The Dallas Cowboys' offense was supposed to be firing on all cylinders last week in New England with top wide receivers Miles Austin and Dez Bryant healthy and on the field together for the first time since Week 1. And yet, while they were able to move the ball for most of the game, they couldn't score the touchdown or pick up the first down they needed to put the game away in the fourth quarter. Some of that had to do with the ankle injury to running back Felix Jones, some with unimaginative play calling by coach Jason Garrett and some with the fact that Bryant didn't have a single catch down the stretch.
What's the issue with Bryant, who looks like an elite wideout at times and disappears at others? There are, unsurprisingly, a number of theories. Cowboys owner Jerry Jones suggests Bryant needs to concentrate harder on learning and running his routes, for instance. And Bryant is a second-year pro who's missed chunks of his first two seasons due to injury, so it's possible time will take care of that.
But as Tim MacMahon writes on ESPNDallas.com, Bryant wears No. 88 for the Cowboys. And because of a couple of guys who wore that number in the past -- Drew Pearson and Michael Irvin -- there's significance and no small bit of pressure that comes with that uniform number. Tim worries that Bryant may be at risk of emulating another, far more disappointing No. 88:
This is such a rare talent that Jones deemed it worth the risk to trade up to end the first-round freefall. The Cowboys decided they could live with the downside to get top-10 quality with the 24th overall pick despite being burned by a similar gamble on Antonio Bryant, a Biletnikoff Award winner whose character issues caused him to slide to the bottom of the 2002 second round.
While Dez Bryant has a clean criminal record, he is guilty of chronic immaturity and irresponsibility. That has manifested itself in many ways during his brief pro career.
There haven't been any unforgivable incidents -- like, oh, throwing a sweaty jersey in the head coach's face on the practice field -- but Bryant's behavioral paper cuts have caused plenty of blood to be lost.
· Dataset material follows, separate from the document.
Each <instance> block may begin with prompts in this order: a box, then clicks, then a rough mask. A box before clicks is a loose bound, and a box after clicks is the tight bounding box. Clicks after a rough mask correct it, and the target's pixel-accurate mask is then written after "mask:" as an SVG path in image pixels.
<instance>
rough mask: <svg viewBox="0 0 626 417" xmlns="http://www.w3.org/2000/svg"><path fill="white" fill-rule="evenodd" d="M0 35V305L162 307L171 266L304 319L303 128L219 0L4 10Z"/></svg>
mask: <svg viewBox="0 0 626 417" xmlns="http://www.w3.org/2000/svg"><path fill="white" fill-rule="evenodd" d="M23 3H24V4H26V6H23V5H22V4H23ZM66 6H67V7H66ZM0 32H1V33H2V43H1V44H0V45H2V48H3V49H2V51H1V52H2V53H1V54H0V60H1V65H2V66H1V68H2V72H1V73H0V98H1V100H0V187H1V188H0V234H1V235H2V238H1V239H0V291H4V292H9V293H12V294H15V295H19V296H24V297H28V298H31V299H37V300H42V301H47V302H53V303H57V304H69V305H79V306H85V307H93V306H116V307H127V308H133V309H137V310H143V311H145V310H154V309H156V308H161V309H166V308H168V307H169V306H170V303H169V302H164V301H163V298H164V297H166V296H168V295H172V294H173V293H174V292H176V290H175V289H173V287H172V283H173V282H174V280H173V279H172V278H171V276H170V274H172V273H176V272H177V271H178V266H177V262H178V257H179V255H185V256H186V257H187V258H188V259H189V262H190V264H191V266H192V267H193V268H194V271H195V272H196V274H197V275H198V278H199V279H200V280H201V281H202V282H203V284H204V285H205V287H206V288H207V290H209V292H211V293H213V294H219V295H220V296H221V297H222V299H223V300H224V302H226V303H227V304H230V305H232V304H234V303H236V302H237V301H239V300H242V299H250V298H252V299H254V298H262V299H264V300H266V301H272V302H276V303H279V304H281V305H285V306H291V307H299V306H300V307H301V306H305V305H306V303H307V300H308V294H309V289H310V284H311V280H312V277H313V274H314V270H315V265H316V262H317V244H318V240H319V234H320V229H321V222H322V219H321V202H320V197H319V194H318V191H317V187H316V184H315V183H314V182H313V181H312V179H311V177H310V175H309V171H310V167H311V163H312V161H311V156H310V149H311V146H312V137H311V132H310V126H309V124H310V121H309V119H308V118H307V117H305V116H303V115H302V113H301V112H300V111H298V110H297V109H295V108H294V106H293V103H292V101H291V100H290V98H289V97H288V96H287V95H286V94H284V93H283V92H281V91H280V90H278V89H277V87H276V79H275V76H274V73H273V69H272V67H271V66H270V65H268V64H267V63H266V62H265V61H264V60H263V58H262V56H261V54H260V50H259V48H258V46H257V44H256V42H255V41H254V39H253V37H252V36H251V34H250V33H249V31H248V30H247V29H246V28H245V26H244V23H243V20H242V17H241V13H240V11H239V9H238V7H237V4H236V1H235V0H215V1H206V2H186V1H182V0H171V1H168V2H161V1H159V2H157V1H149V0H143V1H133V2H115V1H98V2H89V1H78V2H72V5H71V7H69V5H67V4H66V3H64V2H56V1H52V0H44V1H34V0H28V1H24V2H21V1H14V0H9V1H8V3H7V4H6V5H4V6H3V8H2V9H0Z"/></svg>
He racked up six figures worth of fines for being late to meetings and rehab sessions as a rookie, an issue he has improved but not eliminated this season. There was the well-publicized, silly run-in over sagging pants with off-duty police working as security at an upscale mall. He still hasn't settled one of his two six-figure debts for jewelry and tickets acquired before the draft. And on and on and on.
That immaturity is also evident in Bryant's game.
A worthwhile point, but again, too early to say. Bryant can be anything he wants to be if he hones his talent and works on his game. But that "other" Bryant who wore 88 so recently for the Cowboys stands as a worthwhile reminder of what can happen when you don't. And until we see Dez Bryant perform with the kind of consistent, healthy brilliance that represents his talent level, we're always going to wonder if his other issues will end up being the story of his career.